MEXICO CITY, Aug 19 (Reuters) - Mexico's largest left-of-center political party proposed a plan on Monday that would revamp state-oil monopoly Pemex, but without amending the constitution to permit more private investment in the oil, gas and electricity sectors, as the government has proposed.
The proposal of the opposition Party of the Democratic Revolution, or PRD, would provide Pemex with budget and management autonomy, and create a new fund to administer the nation's energy riches.
The proposal would also gradually lower the company's tax burden by 9 percent to 62.5 percent by 2018, freeing up more resources to invest in exploration and production activities.
Unlike the more aggressive reform bills by President Enrique Pena Nieto of the centrist Institutional Revolutionary Party (PRI), as well as the conservative National Action Party (PAN), the PRD's bill does not include amending the constitution to permit more private investment.
The cornerstone of Pena Nieto's reform is a new profit-sharing contracting scheme aimed at luring private capital and boosting output, while the PAN calls for the establishment of concessions for oil and gas developments.
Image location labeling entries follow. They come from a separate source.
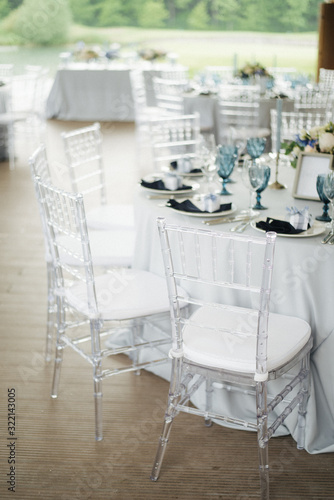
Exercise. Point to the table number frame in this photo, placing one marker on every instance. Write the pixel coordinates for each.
(309, 166)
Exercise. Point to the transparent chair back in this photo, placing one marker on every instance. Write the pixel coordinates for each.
(239, 107)
(228, 281)
(83, 151)
(173, 138)
(292, 123)
(169, 95)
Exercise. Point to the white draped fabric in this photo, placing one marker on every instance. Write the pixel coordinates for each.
(302, 286)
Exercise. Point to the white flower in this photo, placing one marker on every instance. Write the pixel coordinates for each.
(315, 132)
(326, 142)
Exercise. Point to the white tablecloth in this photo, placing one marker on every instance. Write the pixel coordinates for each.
(208, 107)
(303, 286)
(98, 92)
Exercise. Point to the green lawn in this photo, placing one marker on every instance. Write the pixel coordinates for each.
(197, 49)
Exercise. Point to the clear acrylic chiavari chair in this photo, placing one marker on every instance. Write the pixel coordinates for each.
(230, 339)
(83, 152)
(92, 308)
(292, 123)
(173, 138)
(109, 249)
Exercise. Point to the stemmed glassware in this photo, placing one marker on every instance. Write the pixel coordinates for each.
(255, 147)
(266, 175)
(320, 189)
(254, 177)
(328, 189)
(227, 156)
(207, 156)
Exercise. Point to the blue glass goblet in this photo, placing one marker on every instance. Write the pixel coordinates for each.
(265, 175)
(227, 156)
(255, 147)
(320, 189)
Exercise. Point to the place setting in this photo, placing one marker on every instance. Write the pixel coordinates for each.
(167, 184)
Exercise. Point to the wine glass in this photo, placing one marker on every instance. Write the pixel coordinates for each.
(266, 175)
(253, 175)
(329, 192)
(320, 189)
(227, 156)
(255, 147)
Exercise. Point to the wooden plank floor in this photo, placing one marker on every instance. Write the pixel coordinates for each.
(55, 451)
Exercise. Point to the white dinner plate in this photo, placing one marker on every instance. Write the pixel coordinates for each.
(168, 192)
(207, 214)
(316, 229)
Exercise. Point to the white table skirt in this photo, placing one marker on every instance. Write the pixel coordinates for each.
(303, 286)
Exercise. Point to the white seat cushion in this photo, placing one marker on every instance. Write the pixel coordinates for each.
(111, 217)
(124, 294)
(286, 336)
(108, 248)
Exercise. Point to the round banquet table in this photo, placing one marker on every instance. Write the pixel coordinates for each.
(303, 286)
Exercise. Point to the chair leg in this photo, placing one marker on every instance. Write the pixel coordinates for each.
(50, 323)
(59, 348)
(302, 407)
(208, 404)
(98, 401)
(57, 370)
(163, 441)
(264, 472)
(171, 412)
(262, 425)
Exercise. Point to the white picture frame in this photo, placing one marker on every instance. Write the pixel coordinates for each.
(309, 166)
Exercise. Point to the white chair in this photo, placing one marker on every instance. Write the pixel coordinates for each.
(177, 72)
(239, 113)
(143, 112)
(219, 74)
(292, 123)
(326, 79)
(313, 100)
(83, 151)
(92, 310)
(11, 115)
(231, 341)
(109, 248)
(173, 138)
(169, 95)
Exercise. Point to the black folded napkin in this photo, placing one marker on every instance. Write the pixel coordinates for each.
(159, 184)
(279, 226)
(173, 164)
(188, 206)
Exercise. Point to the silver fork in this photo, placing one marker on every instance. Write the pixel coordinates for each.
(328, 238)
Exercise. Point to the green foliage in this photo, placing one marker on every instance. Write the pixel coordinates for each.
(42, 22)
(199, 18)
(111, 14)
(239, 15)
(153, 14)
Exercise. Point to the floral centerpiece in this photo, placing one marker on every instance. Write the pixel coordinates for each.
(252, 70)
(151, 54)
(318, 139)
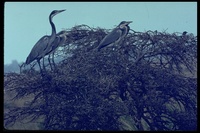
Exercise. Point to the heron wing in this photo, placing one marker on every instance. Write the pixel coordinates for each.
(53, 45)
(38, 49)
(110, 38)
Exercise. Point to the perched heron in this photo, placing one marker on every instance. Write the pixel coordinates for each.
(40, 48)
(116, 35)
(59, 40)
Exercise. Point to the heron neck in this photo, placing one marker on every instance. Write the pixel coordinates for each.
(53, 34)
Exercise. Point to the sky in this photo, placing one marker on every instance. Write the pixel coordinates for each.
(26, 22)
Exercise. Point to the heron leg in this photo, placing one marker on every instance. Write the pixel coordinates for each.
(53, 60)
(39, 66)
(50, 61)
(43, 64)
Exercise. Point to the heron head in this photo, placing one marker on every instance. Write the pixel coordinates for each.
(55, 12)
(124, 23)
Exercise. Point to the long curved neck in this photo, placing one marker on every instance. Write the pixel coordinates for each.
(53, 33)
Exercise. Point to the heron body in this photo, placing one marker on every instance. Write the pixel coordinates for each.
(38, 51)
(59, 40)
(116, 35)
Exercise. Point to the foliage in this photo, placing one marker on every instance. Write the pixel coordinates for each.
(140, 84)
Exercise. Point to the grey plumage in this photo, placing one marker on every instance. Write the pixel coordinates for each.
(40, 48)
(115, 35)
(59, 40)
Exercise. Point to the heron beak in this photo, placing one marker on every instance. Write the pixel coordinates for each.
(128, 22)
(61, 11)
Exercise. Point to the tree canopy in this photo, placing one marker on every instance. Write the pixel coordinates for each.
(147, 82)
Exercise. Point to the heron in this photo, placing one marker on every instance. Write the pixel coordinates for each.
(59, 40)
(116, 35)
(38, 50)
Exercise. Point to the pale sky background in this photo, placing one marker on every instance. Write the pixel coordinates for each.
(26, 22)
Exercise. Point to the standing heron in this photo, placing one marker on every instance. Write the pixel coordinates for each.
(116, 35)
(59, 40)
(38, 51)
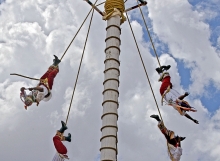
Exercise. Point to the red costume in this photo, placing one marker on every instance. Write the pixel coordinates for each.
(60, 147)
(48, 78)
(165, 84)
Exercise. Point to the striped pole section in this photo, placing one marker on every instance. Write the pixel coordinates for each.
(110, 94)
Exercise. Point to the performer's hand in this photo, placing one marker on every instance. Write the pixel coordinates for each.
(193, 110)
(22, 89)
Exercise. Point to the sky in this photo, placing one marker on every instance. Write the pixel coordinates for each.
(186, 36)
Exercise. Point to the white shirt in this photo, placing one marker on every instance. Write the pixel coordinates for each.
(176, 152)
(57, 158)
(40, 95)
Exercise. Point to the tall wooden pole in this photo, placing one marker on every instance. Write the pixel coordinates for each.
(110, 103)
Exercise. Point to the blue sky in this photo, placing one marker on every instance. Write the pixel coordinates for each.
(210, 100)
(187, 37)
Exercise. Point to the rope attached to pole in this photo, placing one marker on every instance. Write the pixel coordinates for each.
(65, 50)
(156, 57)
(80, 65)
(24, 76)
(112, 6)
(155, 52)
(146, 75)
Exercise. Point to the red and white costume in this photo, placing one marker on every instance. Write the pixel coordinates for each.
(61, 149)
(175, 151)
(46, 82)
(171, 97)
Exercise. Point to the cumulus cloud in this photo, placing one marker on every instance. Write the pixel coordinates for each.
(33, 31)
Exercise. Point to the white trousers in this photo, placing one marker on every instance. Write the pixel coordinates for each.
(176, 152)
(57, 158)
(172, 99)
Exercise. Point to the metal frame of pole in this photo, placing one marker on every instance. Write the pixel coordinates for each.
(110, 94)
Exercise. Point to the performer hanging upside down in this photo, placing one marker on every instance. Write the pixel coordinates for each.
(43, 90)
(174, 142)
(171, 96)
(57, 140)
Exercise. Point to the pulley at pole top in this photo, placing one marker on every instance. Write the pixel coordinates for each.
(114, 7)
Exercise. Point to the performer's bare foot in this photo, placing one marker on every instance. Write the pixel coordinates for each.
(197, 122)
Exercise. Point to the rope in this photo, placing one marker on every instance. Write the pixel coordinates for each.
(80, 64)
(155, 52)
(24, 76)
(144, 66)
(146, 73)
(157, 60)
(65, 50)
(77, 33)
(111, 5)
(104, 2)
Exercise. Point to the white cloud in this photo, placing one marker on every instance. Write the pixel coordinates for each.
(33, 31)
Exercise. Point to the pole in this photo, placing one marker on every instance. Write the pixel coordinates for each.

The energy reform is the central plank of a wide-reaching reform package Pena Nieto hopes will boost growth in Mexico, Latin America's second largest economy, and drag its energy industry into the modern era.
High-ranking government officials say Pena Nieto's proposal seeks to open up a range of new and mature oil and gas fields to private firms, and new partnerships with Pemex could be launched in the second half of next year.